Recall that in the latest Wisconsin budget, not only was LIRC’s budget cut and its general counsel made a political appointee of the Governor, but the Labor and Industry Review Commission was also transferred from DWD to the Department of Administration for budgetary purposes.
The problem with this change is that administration of unemployment law is funded through a federal tax that employers pay. The funds are then channeled from the feds to the state agency responsible for unemployment law in the state, namely DWD in the case of Wisconsin. Since LIRC is now no longer part of DWD for budgetary purposes, LIRC faces the prospect of losing all of its federal unemployment funding (as well as some equal rights funding that also comes from the feds).
As the LRB explains:
Under prior law, the Labor and Industry Review Commission (LIRC) was attached to the Department of Workforce Development (DWD) and moneys were appropriated to DWD for the activities of LIRC. 2015 Wisconsin Act 55 (the 2015-17 biennial budget act) attached LIRC to the Department of Administration and appropriated moneys directly to LIRC.
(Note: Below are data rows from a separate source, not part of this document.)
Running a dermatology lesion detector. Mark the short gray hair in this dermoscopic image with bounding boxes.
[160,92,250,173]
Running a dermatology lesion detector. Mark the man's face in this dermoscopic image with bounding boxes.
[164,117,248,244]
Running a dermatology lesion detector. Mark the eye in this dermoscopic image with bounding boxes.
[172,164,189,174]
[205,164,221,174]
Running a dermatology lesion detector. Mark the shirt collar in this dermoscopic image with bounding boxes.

This bill provides for the transfer of federal moneys received by DWD to LIRC for unemployment administration and equal rights functions performed by LIRC and of other moneys transferred to LIRC for other purposes.
The mechanism for accomplishing this transfer of unemployment funds?
to transfer to the appropriation account under s. 20.427 (1) (k) an amount determined by the treasurer of the unemployment reserve fund. [emphasis supplied]
In other words, the treasurer of the unemployment reserve will now have the statutory authority to determine independently what LIRC’s funding from federal monies will be.